The most enjoyable moments I spend with winemaker friends are usually those that having nothing to do with wine. The Saturday before last, I made it down to Burgundy for a village fair in Auxey-Duresses featuring the Auxey Morons, a group composed of my friends Chris and Lucie Santini (of négociant maison Santini Collective) and Matt McClune (of Saint Romain Coffee Company), along with Tom Kevill Davies (of The Hungry Cyclist Lodge) and Jack Dancy (of Trufflepig, a Beaune-based travel agency). Here they are performing Traffic’s 1967 hit “Feeling Alright.”
The village of Auxey-Duresses is notorious for being home to zero organic estates, let alone natural wine estates, with the result that zero wine worth drinking was available for purchase at the concert. Food was limited to fries and sausages. It was, nevertheless, surely one of the premier social events of the summer, enlivened by the sterling company of Andrew and Emma Nielsen, Jon Purcell of Vin Noé, Christian Knott and Morgane Seuillot of Domaine Dandelion, Jane Eyre, my friend Icy Liu of Becky Wasserman & Co, and sundry other friends and acquaintances from around Beaune.
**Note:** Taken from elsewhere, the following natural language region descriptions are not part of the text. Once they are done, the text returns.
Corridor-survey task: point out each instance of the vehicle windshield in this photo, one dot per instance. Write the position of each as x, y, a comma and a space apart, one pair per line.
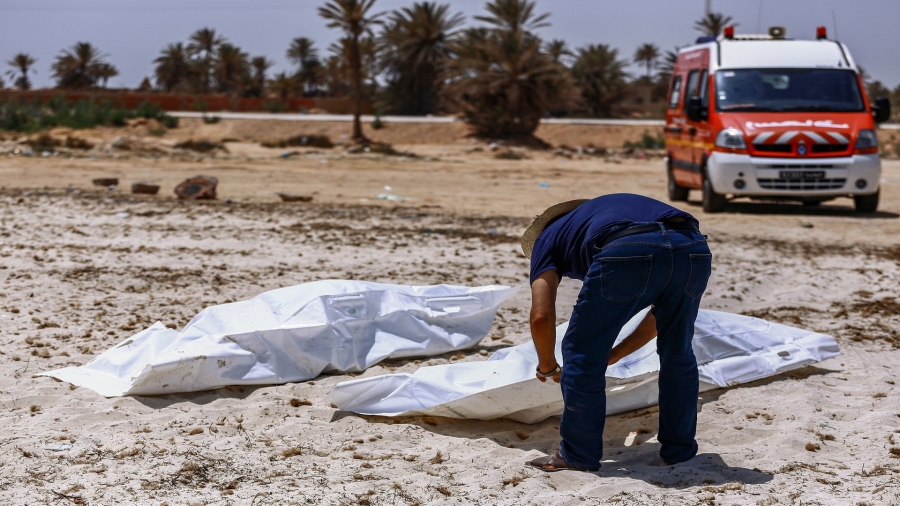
788, 90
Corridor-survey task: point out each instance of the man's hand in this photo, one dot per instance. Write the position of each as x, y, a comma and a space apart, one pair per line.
543, 321
543, 379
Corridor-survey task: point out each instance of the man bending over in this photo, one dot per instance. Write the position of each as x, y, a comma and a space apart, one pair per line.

It helped that we enjoyed access to Purcell’s wines (he stores his bottles in Santini’s nearby cellar). Purcell’s recently-bottled 2021 Bourgogne rouge is a stylistic left-turn, and an accidental breakthrough of sorts. Pale, borderline rosé-colored (despite twelve days’ maceration), just 10.5% alcohol, it nonetheless packs an impressively ample rhubarb-raspberry fruit alongside its racy green acidity. Perhaps the first red Burgundy I’ve tasted that recalls the work of Tom Lubbe at Matassa.